Understanding Bottom-Up Analysis

The bottom-up approach is a popular strategy used by many investors and fund managers to make informed decisions about investing. It focuses on microeconomic factors and provides specific information on a company to make more informed decisions.

Formula

Total Addressable Market (TAM) x Market penetration rate = Revenue Opportunity

How do I calculate the bottom up analysis?
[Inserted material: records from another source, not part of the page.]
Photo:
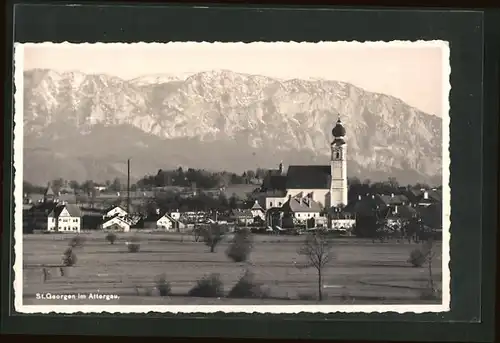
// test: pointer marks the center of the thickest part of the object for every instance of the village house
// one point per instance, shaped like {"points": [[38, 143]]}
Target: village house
{"points": [[243, 217], [92, 218], [162, 221], [303, 211], [64, 218], [115, 211], [258, 211], [52, 215], [116, 223]]}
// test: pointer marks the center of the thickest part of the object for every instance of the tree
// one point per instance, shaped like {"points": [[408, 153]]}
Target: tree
{"points": [[430, 253], [116, 186], [317, 252], [57, 185], [233, 201], [74, 185], [87, 187], [212, 235], [240, 247]]}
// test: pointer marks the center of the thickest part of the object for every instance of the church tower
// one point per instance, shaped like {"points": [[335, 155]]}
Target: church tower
{"points": [[338, 165]]}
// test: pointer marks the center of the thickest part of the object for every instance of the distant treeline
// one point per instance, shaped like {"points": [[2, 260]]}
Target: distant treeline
{"points": [[199, 178], [202, 179], [193, 178]]}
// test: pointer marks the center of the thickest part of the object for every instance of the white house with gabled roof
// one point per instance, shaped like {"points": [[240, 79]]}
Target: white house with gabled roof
{"points": [[115, 211], [64, 218], [116, 224]]}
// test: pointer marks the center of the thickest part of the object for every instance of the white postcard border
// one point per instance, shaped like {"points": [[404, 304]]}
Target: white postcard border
{"points": [[271, 309]]}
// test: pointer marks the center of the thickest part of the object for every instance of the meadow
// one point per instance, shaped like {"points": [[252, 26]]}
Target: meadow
{"points": [[362, 272]]}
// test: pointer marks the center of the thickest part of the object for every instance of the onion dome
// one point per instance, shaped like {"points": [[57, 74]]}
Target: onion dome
{"points": [[338, 130]]}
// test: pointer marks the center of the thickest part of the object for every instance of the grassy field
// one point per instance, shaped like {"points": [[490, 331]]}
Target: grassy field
{"points": [[362, 272]]}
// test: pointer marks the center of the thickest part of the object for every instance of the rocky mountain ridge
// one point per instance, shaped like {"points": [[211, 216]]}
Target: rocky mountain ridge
{"points": [[81, 126]]}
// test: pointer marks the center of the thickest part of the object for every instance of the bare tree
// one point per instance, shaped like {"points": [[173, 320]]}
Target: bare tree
{"points": [[317, 251], [430, 253]]}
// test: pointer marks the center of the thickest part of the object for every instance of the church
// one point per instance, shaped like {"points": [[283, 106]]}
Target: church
{"points": [[325, 185]]}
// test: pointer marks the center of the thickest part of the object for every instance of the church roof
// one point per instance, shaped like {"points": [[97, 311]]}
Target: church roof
{"points": [[49, 190], [274, 182], [338, 130], [295, 204], [308, 177], [256, 206]]}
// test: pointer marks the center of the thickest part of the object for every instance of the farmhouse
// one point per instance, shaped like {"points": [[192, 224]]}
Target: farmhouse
{"points": [[116, 223], [324, 184], [244, 217], [257, 211], [162, 221], [64, 218], [115, 211]]}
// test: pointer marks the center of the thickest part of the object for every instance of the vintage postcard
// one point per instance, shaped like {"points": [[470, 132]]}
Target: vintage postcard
{"points": [[277, 177]]}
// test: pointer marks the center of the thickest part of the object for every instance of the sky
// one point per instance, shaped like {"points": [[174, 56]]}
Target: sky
{"points": [[412, 72]]}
Bottom-up analysis is a useful tool for assessing the potential of a business. It is a TAM sizing exercise that helps to calculate the revenue opportunity of a product or service. The formula for calculating the bottom-up analysis is Total Addressable Market (TAM) x Market penetration rate = Revenue Opportunity. The TAM can be calculated by estimating the total number of people who could use the product or service, and the market penetration rate can be calculated by estimating the percentage of those people who will actually use the product or service. Tools such as Sourcetable can be used to help with the calculations. 
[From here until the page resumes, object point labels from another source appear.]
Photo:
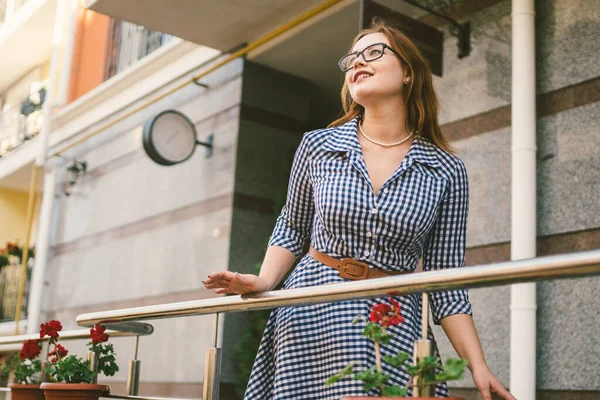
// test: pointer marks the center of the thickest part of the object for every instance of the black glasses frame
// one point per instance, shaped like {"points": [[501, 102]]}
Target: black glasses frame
{"points": [[342, 63]]}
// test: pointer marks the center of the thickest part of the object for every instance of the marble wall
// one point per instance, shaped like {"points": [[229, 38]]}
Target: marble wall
{"points": [[568, 180], [136, 233]]}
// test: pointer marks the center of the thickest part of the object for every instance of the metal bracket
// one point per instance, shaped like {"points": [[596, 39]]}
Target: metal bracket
{"points": [[208, 144], [461, 31], [205, 86]]}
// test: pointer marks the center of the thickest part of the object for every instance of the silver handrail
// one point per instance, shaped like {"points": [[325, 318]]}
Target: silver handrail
{"points": [[550, 267]]}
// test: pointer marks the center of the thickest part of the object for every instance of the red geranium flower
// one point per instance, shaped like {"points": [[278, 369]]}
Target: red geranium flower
{"points": [[51, 329], [59, 350], [385, 314], [31, 349], [97, 334]]}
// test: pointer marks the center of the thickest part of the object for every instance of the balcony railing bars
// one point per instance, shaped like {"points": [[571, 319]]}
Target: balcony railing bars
{"points": [[571, 265], [130, 43], [543, 268]]}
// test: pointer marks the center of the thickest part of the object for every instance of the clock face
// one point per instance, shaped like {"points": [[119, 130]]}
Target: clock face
{"points": [[169, 138]]}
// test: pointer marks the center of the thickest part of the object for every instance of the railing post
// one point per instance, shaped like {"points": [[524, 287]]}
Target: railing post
{"points": [[212, 367], [133, 377], [423, 348], [93, 360]]}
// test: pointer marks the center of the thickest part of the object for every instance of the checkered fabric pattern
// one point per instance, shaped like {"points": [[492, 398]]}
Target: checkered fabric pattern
{"points": [[420, 211]]}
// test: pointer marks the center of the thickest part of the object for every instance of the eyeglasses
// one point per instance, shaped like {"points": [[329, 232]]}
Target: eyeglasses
{"points": [[369, 53]]}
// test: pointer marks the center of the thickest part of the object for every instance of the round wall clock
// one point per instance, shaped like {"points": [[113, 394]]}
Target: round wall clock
{"points": [[170, 138]]}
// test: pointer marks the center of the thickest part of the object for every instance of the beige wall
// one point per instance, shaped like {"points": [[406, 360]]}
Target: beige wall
{"points": [[13, 211]]}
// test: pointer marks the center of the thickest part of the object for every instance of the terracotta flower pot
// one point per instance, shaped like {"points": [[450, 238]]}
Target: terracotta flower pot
{"points": [[70, 391], [26, 392]]}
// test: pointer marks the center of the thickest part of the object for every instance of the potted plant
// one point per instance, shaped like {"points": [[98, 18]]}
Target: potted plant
{"points": [[424, 373], [75, 377], [26, 369]]}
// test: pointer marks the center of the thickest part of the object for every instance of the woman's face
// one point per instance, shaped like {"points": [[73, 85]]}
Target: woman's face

What is Bottom-up investing?

Bottom-up investing is an investment approach that focuses on analyzing individual stocks and ignores macroeconomic and market cycles.

What does Bottom-up investing involve?

Bottom-up investing typically involves analyzing a company's fundamentals, such as revenue or earnings.

Does the Bottom-up investing approach assume that individual companies can do well even in an industry that is underperforming?

Yes. The bottom-up investing approach assumes that individual companies can do well even in an industry that is underperforming.

What kind of strategies do Bottom-up investors usually use?

Bottom-up investors usually use long-term buy-and-hold strategies.

Key Points

How do I calculate bottom up analysis?
Total Addressable Market (TAM) x Market penetration rate = Revenue Opportunity
Bottom-up Investing
Bottom-up investing is an investment approach that focuses on analyzing individual assets. It is different from top-down investing, which looks at the broader market and economy to determine investments.
Focus on Fundamentals
The bottom-up approach starts with the fundamentals of an individual company, such as its financials, products, and services. It then looks at industry, economy, and market factors.
Outperforming in Poor Markets
The bottom-up approach assumes that individual companies can do well in an industry that is underperforming. By taking a more focused approach and analyzing individual companies, investors can identify opportunities even in difficult markets.